LES BOUCS ÉMISSAIRES

38ème semaine

Du lundi 19 au dimanche 25 avril 1915

LA MALÉDICTION DU 15ème CORPS - 2/2


Après l’écrasante défaite de Morhange et de Sarrebourg, du 14 au 20 août 1914, les troupes françaises se replient vers Nancy où le général de Castelnau enterre ses troupes dans des tranchées, comme il l'a vu faire aux Allemands, permettant ainsi la résistance puis la "victoire" du Grand Couronné. Le bilan humain de ces premiers combats en Lorraine est catastrophique. On évalue à quelque 35.000 les soldats reposant dans les cimetières locaux. Encore faudrait-il ajouter ceux dont les corps n'ont pas été retrouvés.

Adolphe Messimy
La guerre n’a pas un mois, et elle ne ressemble pas du tout à ce que l’Etat-major espérait. Il faut donc trouver des coupables : la presse nationale stigmatise le caractère "léger" des combattants français, et Joffre "limoge" ses généraux à tour de bras. Mais la vindicte publique s’abat surtout sur le 15ème corps, celui des régiments du midi.

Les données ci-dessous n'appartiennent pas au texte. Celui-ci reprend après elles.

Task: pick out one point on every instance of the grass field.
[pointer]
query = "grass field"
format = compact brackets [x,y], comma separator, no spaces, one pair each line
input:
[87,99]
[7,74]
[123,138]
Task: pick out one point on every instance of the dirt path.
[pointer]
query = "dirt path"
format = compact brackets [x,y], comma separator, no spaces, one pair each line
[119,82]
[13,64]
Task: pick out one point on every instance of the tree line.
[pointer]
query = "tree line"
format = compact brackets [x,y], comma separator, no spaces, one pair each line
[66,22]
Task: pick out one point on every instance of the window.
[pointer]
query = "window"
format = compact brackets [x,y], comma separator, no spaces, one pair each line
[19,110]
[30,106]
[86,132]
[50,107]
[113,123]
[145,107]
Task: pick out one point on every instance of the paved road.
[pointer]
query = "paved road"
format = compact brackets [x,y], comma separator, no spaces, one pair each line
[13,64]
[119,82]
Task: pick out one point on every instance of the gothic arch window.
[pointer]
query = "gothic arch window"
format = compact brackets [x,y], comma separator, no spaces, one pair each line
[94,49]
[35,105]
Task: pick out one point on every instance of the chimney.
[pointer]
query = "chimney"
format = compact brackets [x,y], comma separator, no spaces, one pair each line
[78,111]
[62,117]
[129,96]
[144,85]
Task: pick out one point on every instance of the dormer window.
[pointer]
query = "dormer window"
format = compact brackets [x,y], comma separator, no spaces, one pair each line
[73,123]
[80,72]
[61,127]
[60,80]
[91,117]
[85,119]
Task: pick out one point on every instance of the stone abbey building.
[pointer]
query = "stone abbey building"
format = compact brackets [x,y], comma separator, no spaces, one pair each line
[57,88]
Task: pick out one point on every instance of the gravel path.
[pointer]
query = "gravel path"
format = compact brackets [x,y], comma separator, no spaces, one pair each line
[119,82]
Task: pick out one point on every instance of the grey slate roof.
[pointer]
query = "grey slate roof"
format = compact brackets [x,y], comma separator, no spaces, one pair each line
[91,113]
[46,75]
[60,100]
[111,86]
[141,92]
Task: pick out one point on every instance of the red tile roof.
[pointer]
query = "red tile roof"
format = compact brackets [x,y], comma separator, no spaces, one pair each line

Le 21 août Joffre commandant en chef des armées téléphone à Messimy, ministre de la guerre : « L'offensive en Lorraine a été superbement entamée. Elle a été enrayée brusquement par des défaillances individuelles ou collectives qui ont entraîné la retraite générale et nous ont occasionné de très grosses pertes. J'ai fait replier en arrière le 15e Corps, qui n'a pas tenu sous le feu et qui a été cause de l'échec de notre offensive. J'y fais fonctionner ferme les Conseils de Guerre ».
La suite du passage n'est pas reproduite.